The Boulder Genealogical Society is here to help you with your family history no matter where you are researching. We also contribute to the greater genealogical community through local history research.
Society meetings are free and open to the public
on the first Tuesday of each month at 7:00 pm
350 Ponca Place, Boulder
We meet in the 4th floor Assembly Room. To reach this room, enter through the Ponca Place lobby and sign in at the table. Take the elevator at the back of the lobby up to the 4th floor. Upon exiting the elevator, turn left (south). The Assembly Room will be on your left.
Note: Frasier is in the midst of a major building project and your usual parking place may not be available. Plan to arrive early to find a spot. Consider carpooling.
The most difficult part of genealogical research for African Americans is finding and correctly identifying enslaved ancestors and their owners. Researching the slavery era requires time, patience, determination, and perseverance. This lecture will help you to identify the clues and resources needed to recreate the journey from slavery to freedom. Case studies will be used to illustrate how different methods and resources help connect former slave(s) to their slave holding families.
Deborah A. Abbott, PhD, is a professional genealogist, specializing in African American research, manuscript collections and genealogy methodology. She is an instructor as well as the coordinator for the African American tracts at IGHR (University of Georgia in Athens) and GRIP (LaRoche University in Pittsburgh). She is an instructor at SLIG in Salt Lake City, UT, and TIGHR in Dallas, TX. Dr, Abbott is a member of NGS, APG and GSG. A Cleveland, OH native, she is a life member of Alpha Kappa Alpha Sorority, Inc., The Tuskegee University National Alumni Association, and Antioch Baptist Church in Cleveland.
Members may register with the link provided in the BGS newsletter. A registration link will be provided here on August 15th. The Zoom link will be sent in the registration confirmation email.
Landowners but legal laymen, America’s early justices of the peace served up ground-level justice and local governance, creating records unparalleled for genealogists.
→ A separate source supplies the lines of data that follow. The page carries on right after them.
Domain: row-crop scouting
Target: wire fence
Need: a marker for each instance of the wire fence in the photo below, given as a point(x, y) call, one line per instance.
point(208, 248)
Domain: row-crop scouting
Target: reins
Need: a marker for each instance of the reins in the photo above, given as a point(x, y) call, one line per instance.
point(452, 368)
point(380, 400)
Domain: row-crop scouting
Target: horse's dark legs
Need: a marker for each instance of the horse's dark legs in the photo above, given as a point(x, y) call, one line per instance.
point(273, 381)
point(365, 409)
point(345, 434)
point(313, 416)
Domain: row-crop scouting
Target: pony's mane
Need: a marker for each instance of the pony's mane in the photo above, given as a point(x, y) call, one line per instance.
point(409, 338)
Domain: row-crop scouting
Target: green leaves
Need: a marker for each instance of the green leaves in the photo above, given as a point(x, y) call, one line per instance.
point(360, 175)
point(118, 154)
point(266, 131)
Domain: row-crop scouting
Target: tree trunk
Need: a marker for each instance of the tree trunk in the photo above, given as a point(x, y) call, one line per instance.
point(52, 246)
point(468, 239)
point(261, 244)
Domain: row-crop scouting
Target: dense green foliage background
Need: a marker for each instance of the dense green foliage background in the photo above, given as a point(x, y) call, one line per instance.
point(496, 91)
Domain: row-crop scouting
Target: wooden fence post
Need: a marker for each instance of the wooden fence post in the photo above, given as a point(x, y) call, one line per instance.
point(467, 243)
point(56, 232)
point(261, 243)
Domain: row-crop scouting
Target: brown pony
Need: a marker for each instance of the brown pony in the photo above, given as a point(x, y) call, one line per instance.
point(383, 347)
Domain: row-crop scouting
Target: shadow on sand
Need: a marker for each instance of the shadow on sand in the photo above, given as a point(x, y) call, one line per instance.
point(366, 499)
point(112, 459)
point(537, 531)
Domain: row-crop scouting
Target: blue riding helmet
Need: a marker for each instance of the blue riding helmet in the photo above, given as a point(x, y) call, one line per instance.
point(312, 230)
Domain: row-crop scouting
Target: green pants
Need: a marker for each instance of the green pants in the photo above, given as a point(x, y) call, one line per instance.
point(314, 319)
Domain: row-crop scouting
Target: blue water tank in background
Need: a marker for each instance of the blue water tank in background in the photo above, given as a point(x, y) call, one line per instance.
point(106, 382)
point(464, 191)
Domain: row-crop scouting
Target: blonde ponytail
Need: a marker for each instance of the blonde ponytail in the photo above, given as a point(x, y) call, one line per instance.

The Legal Genealogist Judy G. Russell is a genealogist with a law degree who provides expert guidance through the murky territory where law and family history intersect. An internationally-known lecturer and award-winning writer, she holds credentials as a Certified Genealogist® and Certified Genealogical Lecturer℠ from the Board for Certification of Genealogists®. Her blog is at https://www.legalgenealogist.com.
Members may register with the link provided in the BGS newsletter. A registration link will be provided here on September 15th. The Zoom link will be sent in the registration confirmation email.
In this presentation, we will look at the three different approaches DNA testing companies use to find family relationships, exploring Ancestry “Thru-lines”, MyHeritage “Theories of Family Relativity”, and 23andMe “Your Family Tree.” We will briefly look at some third-party tools that help build tree information from DNA test results and discuss how each can be useful to advance your research.
Glenn York is an avid genealogist with decades of research experience at numerous facilities across the United States. An early user of technology in genealogy, Glenn used computer bulletin board systems to communicate with other genealogists in the 1980s, and began researching by pouring over microfilm at the National Archives and reading books at the Library of Congress while living in the Washington DC area.
Over the years, Glenn has gained extensive experience in genetic genealogy, and works with all major DNA testing companies. He was first tested in 2005, and he currently manages DNA tests for over 30 family members.
Glenn’s formal education includes a bachelor’s degree in Social Science and a master’s degree in Telecommunications. He has completed eight courses of the Salt Lake Institute of Genealogy (SLIG) and Genealogical Research Institute of Pittsburg (GRIP) and has participated in many genealogy conferences and seminars.
Glenn currently serves as President of the Larimer County Genealogical Society and is the Colorado Council of Genealogical Societies’ delegate to the National Genealogical Society. He is a member of the Association of Professional Genealogists, National Genealogical Society, and many other genealogical and historical societies.
Glenn facilitates monthly DNA study groups for two area genealogical societies, teaches genealogy classes, and volunteers at a local library to help people with genealogy research. Glenn has assisted many in discovering their biological families through his understanding of genetic genealogy.